Spotify Officially Requires 1k Streams To Earn Royalties
Spotify confirmed a major shift in its royalty system on Tuesday, after weeks of speculation and industry reports. The company introduced several new policies that aim to fight streaming fraud and deal with the huge amount of content on the streaming platform.
Spotify said, “As Spotify payouts to the music industry continue to grow — over $40 billion and counting — we want to make sure that money is going to the people our platform is designed to enable: emerging and professional artists.” The company added, “However, as the royalty pool and catalog on Spotify have surged, three particular drains on the royalty pool have now reached a tipping point. So, we’re working in close collaboration with industry partners — artist distributors, independent labels, major labels, label distributors, and artists and their teams — to introduce new policies to (1) further deter artificial streaming, (2) better distribute small payments that aren’t reaching artists, and (3) rein in those attempting to game the system with noise.”
The most noticeable change is that Spotify will set a payment threshold starting from next year, where songs need to have at least 1,000 streams to earn any royalties. Spotify data shows that out of the 100 million songs on the platform, only around 37.5 million have more than 1,000 streams, which means that over 60 percent of all tracks on Spotify don’t reach the threshold. But those songs account for less than 1 percent of all streams on Spotify, indicating the large number of tracks that get few streams.

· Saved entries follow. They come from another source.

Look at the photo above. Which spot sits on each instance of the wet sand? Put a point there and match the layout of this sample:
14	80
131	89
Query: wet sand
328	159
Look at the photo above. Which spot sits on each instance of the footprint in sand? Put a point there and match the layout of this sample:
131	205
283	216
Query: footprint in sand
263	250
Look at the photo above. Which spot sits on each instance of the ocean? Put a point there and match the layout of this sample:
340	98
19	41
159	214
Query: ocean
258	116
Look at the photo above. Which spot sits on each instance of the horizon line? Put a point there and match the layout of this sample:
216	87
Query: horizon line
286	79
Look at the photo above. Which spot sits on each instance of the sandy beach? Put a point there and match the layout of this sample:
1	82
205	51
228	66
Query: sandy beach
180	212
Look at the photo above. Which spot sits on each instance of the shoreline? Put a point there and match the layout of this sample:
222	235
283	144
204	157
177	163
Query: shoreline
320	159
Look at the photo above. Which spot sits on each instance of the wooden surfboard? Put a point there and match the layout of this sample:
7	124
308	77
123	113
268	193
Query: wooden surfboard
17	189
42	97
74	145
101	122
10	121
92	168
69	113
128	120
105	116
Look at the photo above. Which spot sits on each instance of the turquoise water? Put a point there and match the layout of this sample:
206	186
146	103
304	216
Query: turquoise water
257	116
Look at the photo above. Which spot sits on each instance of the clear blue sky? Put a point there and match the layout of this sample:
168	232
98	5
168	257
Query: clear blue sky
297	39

The policy has been understandably upsetting for indie musicians who fear that their already small share of the streaming pie will shrink even more. Streaming has largely rescued the record industry, which struggled for years after digital downloads ruined traditional sales. But many artists still can’t depend on streaming revenue, and artists see adding another hurdle for them to get even tiny earnings as adding injury to insult. That criticism is similar to issues some in the industry have with streaming services’ “pro-rata” model, which splits up all the collective streams on a platform and awards artists based on their individual percentage of the pie rather than their specific streams. Some streaming services have looked into whether the model should change to a more “user-centric” model where streams are credited directly to an artist, but it’s unclear how much of a difference that would make. But as the industry has moved to streaming and $11 a month (or no money for an ad-supported subscription) gives users access to more songs than they can possibly imagine, an individual stream is worth less than a traditional sale, and less than 1,000 streams in a year amounts to a few dollars at most. Spotify claimed that the affected songs earn about 3 cents per month on average. And with music distributors often requiring a minimum withdrawal amount — on DistroKid, for example, it’s $2 — some of those payments wouldn’t have been available anyway.
Those small payments may seem trivial individually, but Spotify said they add up to about $40 million that the company says it can instead spread out among the songs that do meet the threshold. While those higher streamed songs make up a minority of tracks on the platform, they also account for 99.5 percent of all streams on the service, Spotify said. Several indie music executives expressed their support of the new changes. In a quote supplied by a rep for Spotify, Denis Ladegaillerie — founder and CEO of Believe (the parent company of music distribution service Tunecore) — called the new policy a step toward incentivizing the artists.